Phylogenomic and population genomic analyses
Using both the probe and contig SNP datasets, we evaluated the
consistency of technical replicates in a variety of applications along
the phylogeography-phylogenetics continuum (Edwards et al. 2016). Using
both datasets, we explored the utility of replicates in a phylogenetic
context, expecting to find that technical replicates of the same
specimen would cluster together in the phylogeny. We used IQ-TREE
v.1.6.12 (Nguyen et al. 2015) to construct a maximum likelihood
phylogeny of concatenated SNPs with 100 ultrafast bootstrap replicates
with the BIC best-fit model = TVM+F+R4 (based on IQ-TREE ModelFinder
analysis).
Using both datasets, we explored model-free population structure
estimation using principal component analyses (PCA) with thedudi.pca function implemented in ‘Ade4’ v.1.7.15 (Dray & Dufour,
2007) for all replicates and specimens. We also explored the impact of
samples with high levels of missing data on PC space by filtering the
contig and probe datasets to exclude replicates with <70% of
SNPs (n = 27). Finally, to explore the effect of unequal missingness
between capture-based replicates on PC space, we filtered the contig
dataset to exclude RADseq replicates and pruned SNPs missing from
>10% of samples, leaving 713 SNPs, as well as the
supernatant replicate of USNM 525151 which was an outlier in PC space
(n=25).
Using both datasets, we compared estimates of nucleotide diversity
between technical replicates (capture-based formalin fixed, supernatant,
and frozen pellet SNPs, and RADseq SNPs) following O’Connell et al.

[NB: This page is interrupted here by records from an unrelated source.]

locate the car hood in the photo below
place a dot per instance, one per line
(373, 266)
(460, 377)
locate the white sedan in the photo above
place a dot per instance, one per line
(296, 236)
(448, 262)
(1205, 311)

(2020) by implementing permutation tests. We randomly subsampled the
data for each replicate type to a minimum and maximum number of samples
using vcftools and estimated nucleotide diversity using the populations
module in STACKS v.2.54 (Catchen et al. 2013). We repeated this
procedure 100 times and plotted the distribution in R (R Core Team). We
tested minimum and maximum sample values of 2-10, 5-6, and 5-10 to
explore the sensitivity of our estimates to sample size variation.
Because we observed very little variation between subsampling regimes,
we only present results for minimum samples of five (number of
formalin-fixed replicates minus 1) and maximum samples of 10 individuals
(number of supernatant and pellet replicates). We observed significant
differences in nucleotide diversity estimates between technical
replicates (see Results); thus to explore the impact of biases in levels
of missing data between replicates we further filtered our data to SNPs
present in 95% of samples (strict filtering; 298 SNPs). Further, for
both datasets, we calculated the proportion of non-missing SNPs that
were heterozygous/homozygous for each replicate type.